Jordan was now torn between his school business and his desire to be elected to an honorary surgeon's position at the Manchester Infirmary. He failed in an election of 1828 and again in 1833, although Turner had been successful in 1830. Among those opposing him were his former staff. Competition for the posts was tough and required influence with, and influencing of, both existing staff and people who subscribed the funds that financed the infirmary's work. Jordan determined to spend a lot of money in the next elections and to have the public support of Turner and his contacts. Jordan was successful in this effort, which arose upon the death of another surgeon in 1835, but it cost him, among other things, his Mount Street school. The school was closed and its students and library were transferred to Pine Street in 1834 as the price for Turner's future support.

== Rationalisation ==
The Marsden Street school — which involved some notable names such as George Freckleton, Thomas Fawdington, J. Boutflower and John Roberton — had been innovative in providing the first medical jurisprudence courses in Manchester. An 1836 proposal for a joint venture with Pine Street came to nothing because of clashes of egos regarding who would hold what roles. The school closed in 1839 and passed its library on to Turner's establishment. That school had been renamed as the Manchester Royal School of Medicine and Surgery in 1836 but was commonly referred to as Pine Street School. It remained the only medical school in the city until George Southam opened one on Chatham Street in 1850.

Southam's school proved to be stiffer competition than its predecessors. In 1856, both schools heeded a suggestion made by James Kay, the doctor and educationist, to approach Owens College with a view to a merger.
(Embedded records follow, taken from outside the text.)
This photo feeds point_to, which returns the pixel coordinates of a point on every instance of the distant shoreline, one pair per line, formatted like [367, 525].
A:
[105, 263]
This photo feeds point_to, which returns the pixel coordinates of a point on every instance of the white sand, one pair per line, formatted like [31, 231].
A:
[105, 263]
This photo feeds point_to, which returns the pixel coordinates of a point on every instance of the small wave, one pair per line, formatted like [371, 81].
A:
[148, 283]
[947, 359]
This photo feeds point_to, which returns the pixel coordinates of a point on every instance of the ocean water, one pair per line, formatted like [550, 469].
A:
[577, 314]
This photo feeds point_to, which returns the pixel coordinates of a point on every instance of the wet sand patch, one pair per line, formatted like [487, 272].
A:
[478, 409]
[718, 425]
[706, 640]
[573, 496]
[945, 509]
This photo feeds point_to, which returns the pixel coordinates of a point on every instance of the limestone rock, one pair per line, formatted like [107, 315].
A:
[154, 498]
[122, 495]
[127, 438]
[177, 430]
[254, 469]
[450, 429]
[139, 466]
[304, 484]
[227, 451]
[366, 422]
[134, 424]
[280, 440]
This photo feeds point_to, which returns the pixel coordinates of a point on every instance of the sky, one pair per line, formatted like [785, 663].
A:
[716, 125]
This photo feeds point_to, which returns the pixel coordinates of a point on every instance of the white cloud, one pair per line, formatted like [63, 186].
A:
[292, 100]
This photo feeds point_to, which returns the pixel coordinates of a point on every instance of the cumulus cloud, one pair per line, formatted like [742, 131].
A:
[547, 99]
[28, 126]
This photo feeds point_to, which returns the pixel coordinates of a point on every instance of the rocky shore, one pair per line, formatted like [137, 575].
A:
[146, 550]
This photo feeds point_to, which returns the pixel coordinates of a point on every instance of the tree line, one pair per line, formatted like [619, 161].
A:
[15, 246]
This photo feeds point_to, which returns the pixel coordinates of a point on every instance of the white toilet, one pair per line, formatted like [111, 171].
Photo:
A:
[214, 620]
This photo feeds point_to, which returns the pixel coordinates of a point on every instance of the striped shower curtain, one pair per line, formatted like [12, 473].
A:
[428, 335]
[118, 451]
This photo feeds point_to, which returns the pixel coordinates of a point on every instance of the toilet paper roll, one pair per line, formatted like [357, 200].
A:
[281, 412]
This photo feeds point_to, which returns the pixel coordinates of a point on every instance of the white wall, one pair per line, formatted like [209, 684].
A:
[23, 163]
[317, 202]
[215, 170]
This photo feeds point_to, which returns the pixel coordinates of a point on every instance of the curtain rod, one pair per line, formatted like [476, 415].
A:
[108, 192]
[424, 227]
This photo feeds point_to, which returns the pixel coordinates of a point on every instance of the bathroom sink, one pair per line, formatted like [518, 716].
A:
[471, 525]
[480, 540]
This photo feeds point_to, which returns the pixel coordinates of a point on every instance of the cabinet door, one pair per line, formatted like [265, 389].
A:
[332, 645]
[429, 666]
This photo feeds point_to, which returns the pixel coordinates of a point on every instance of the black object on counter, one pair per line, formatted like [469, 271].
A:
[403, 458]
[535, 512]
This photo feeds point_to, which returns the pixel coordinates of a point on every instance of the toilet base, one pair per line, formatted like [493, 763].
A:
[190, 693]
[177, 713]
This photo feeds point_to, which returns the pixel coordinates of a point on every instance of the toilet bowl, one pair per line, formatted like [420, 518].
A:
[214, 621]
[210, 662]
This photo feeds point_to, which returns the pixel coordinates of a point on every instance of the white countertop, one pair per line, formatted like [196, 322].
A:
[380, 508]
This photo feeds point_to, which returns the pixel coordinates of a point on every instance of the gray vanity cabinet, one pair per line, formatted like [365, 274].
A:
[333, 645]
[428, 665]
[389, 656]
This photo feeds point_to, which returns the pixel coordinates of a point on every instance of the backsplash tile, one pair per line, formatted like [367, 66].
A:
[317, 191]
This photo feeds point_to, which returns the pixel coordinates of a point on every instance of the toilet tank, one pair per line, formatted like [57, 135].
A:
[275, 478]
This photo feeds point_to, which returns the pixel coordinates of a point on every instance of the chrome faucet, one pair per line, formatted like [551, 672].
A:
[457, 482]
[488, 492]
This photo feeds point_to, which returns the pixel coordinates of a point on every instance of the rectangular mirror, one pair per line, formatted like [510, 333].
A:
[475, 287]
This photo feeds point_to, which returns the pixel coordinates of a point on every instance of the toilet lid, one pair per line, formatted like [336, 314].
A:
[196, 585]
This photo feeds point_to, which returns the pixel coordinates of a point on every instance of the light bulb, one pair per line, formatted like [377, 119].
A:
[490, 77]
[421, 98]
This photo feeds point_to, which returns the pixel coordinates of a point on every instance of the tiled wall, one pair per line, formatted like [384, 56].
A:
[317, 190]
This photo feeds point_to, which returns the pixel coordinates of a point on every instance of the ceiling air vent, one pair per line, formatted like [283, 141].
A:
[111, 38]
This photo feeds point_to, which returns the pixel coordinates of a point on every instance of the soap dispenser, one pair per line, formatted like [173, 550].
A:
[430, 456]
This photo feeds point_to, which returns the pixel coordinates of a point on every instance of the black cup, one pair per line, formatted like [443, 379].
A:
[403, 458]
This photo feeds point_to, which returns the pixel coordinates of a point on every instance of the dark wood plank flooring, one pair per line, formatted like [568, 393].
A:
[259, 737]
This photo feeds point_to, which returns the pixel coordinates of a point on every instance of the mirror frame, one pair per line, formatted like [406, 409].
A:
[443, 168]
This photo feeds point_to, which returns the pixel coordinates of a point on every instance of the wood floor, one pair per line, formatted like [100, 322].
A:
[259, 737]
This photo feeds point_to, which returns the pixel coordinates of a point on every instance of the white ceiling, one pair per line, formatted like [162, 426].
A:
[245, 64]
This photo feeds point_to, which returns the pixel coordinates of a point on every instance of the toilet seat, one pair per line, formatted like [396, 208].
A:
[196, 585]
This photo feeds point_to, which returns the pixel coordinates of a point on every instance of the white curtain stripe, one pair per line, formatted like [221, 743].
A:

E. M. Brockbank, a medical historian, says that "[Their] propositions apparently rather amazed the College people as being too one-sided - the schools giving too little and asking too much ... There were in the proposals, [the College] said, a request for space, for power of administration, and for a large portion of the income of the College." Thus the idea was abandoned and, later in the same year, the two medical schools amalgamated. The teaching then took place at Chatham Street until 1861 while improvements were made to the Pine Street premises. Those improvements included construction of a more imposing frontage on the Faulkner Street elevation; when the Chatham Street premises were sold and teaching transferred back to Pine Street, the school address was advertised as "Faulkner Street behind the Infirmary" and it became colloquially known as the Faulkner Street school from then onwards.

The courses offered during the 1860s and 1870s included physiology, descriptive and practical anatomy, chemistry, principles and practices of medicine and of surgery, pathology, forensic medicine and midwifery. Leo Grindon provided a course in botany and the Manchester Royal Infirmary was responsible for the teaching of clinical medicine and surgery.

Discussions with Owens College re-opened some years later. The Faulkner Street premises were unable to cater for the demands of what had become the largest provincial medical school in the country. The College had continued to grow as the trustees of the estate of John Owens used the near-£100,000 legacy that had been obtained mostly by fortuitously selling his shares in railway companies around the time that "Railway Mania" was at its peak. The College had been based in Quay Street, Manchester, since 1851 but by the 1870s it was constructing larger premises at Oxford Road and as yet had no medical teaching facilities. Although there were concerns whether the new facilities could accommodate the medical schools also, these were alleviated by a timely donation from Hannah Brackenbury, a philanthropist who was also supporting causes such as the Ancoats Hospital. Turner was no longer active as a teacher but his long-cherished idea that his school should be a part of a larger institution of general learning came to fruition when it was taken over in 1872 to become the College's faculty of medicine. The Faulkner Street premises continued to be used until the new buildings became available in October 1873, shortly before Turner's death. Owens College, and its bought-in medical school, eventually became the Victoria University of Manchester.